EasyGraphError – If stringizer cannot convert a value into a string, or the value to convert is not a string while stringizer is None.

See also

read_gml, generate_gml, literal_stringizer

Notes

Graph attributes named ‘directed’, ‘multigraph’, ‘node’ or ‘edge’, node attributes named ‘id’ or ‘label’, edge attributes named ‘source’ or ‘target’ (or ‘key’ if G is a multigraph) are ignored because these attribute names are used to encode the graph structure.

GML files are stored using a 7-bit ASCII encoding with any extended ASCII characters (iso8859-1) appearing as HTML character entities. Without specifying a stringizer/destringizer, the code is capable of writing int/float/str/dict/list data as required by the GML specification. For writing other data types, and for reading data other than str you need to explicitly supply a stringizer/destringizer.

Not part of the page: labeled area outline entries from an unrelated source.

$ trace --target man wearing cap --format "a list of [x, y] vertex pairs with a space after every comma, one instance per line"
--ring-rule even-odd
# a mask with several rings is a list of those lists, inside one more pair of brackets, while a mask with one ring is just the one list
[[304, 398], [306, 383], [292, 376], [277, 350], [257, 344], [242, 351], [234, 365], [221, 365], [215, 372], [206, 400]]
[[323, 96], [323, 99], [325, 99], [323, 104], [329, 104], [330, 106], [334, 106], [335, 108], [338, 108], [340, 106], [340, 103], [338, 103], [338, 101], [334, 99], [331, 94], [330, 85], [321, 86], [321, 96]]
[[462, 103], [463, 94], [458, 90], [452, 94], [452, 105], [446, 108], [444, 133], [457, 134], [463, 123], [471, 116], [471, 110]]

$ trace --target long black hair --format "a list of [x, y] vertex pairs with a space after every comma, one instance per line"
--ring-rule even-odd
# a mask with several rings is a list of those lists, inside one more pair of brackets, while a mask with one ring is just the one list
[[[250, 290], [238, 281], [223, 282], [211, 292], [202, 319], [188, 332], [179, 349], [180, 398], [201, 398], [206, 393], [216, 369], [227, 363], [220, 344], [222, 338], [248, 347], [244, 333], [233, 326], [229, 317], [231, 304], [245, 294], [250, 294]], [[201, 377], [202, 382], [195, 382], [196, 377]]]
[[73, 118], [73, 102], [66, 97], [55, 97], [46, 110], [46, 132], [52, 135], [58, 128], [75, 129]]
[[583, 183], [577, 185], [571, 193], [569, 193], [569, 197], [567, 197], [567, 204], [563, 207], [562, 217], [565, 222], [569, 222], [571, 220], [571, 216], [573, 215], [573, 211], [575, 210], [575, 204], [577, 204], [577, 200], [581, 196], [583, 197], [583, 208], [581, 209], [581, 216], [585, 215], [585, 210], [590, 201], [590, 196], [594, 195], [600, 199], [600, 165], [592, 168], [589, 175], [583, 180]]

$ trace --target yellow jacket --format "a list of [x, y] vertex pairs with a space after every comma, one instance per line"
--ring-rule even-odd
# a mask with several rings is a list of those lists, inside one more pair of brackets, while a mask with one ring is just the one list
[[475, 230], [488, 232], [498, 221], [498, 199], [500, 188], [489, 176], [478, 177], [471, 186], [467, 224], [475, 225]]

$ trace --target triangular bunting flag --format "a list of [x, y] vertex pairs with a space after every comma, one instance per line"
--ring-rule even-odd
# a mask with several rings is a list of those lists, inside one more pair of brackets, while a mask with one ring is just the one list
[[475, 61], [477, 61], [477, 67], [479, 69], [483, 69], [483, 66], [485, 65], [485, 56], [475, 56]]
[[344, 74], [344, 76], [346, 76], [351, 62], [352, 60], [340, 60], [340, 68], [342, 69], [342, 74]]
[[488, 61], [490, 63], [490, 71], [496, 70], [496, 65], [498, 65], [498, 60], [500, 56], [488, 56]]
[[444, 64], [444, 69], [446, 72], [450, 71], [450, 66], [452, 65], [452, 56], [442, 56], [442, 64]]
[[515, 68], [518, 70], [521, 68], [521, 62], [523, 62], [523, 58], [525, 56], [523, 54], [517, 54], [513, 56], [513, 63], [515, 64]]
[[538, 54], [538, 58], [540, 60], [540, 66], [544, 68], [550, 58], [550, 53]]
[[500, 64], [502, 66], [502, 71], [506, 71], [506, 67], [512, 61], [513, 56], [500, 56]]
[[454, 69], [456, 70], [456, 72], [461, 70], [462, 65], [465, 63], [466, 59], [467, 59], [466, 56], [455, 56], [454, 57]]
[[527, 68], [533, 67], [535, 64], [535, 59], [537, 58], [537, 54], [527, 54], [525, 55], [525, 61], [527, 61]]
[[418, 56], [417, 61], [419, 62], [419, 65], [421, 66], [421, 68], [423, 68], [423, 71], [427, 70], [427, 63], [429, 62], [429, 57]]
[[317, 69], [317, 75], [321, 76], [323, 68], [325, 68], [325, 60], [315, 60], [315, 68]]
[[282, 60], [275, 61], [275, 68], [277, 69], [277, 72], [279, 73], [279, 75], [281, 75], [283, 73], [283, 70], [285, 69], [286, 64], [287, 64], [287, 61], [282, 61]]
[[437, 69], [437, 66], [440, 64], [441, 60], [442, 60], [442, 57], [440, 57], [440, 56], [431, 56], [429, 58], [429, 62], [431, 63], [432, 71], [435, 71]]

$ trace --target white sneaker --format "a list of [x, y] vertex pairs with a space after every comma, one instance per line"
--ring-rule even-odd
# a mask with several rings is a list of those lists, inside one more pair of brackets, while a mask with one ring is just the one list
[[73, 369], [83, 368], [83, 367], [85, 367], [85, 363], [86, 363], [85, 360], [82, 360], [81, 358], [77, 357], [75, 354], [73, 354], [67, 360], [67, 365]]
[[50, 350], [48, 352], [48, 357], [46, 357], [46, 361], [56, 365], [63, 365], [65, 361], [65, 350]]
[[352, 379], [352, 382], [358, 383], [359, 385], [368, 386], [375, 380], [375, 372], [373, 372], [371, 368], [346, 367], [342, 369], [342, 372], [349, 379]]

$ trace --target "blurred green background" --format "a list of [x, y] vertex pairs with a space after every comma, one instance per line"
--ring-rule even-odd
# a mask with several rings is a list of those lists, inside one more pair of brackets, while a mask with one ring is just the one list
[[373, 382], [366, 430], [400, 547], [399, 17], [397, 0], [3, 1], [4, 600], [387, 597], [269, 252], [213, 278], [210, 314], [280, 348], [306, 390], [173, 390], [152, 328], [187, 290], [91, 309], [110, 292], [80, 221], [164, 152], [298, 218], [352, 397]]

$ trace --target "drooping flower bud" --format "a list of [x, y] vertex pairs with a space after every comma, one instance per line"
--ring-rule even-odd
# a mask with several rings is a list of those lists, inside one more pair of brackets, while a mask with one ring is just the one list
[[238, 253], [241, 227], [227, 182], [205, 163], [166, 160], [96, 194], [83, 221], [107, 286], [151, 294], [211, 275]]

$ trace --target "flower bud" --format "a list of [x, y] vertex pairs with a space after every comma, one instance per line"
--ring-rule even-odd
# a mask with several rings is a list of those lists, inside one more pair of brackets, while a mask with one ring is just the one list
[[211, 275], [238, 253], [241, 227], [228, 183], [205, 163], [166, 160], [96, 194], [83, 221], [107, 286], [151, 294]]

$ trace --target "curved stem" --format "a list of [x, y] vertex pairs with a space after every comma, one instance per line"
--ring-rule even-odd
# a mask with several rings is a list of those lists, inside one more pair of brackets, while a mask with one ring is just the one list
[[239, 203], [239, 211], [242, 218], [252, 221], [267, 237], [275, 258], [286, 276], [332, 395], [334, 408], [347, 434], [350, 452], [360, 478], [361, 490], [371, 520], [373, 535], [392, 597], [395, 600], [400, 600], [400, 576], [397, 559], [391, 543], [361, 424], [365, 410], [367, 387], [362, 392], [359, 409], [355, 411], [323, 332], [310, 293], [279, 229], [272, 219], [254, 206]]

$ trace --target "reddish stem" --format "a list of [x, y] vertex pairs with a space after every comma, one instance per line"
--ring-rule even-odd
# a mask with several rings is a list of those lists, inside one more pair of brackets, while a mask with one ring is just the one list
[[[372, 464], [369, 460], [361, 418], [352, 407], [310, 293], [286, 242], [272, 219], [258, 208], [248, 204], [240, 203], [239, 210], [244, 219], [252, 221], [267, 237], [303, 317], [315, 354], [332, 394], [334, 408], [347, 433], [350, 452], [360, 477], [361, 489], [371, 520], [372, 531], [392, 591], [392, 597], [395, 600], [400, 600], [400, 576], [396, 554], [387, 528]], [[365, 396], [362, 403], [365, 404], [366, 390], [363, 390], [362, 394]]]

Note that while we allow non-standard GML to be read from a file, we make sure to write GML format. In particular, underscores are not allowed in attribute names. For additional documentation on the GML file format, please see the GML url.

See the module docstring easygraph.readwrite.gml for more details.

Examples

>>> G = eg.path_graph(4)
>>> eg.write_gml(G, "test.gml")

Filenames ending in .gz or .bz2 will be compressed.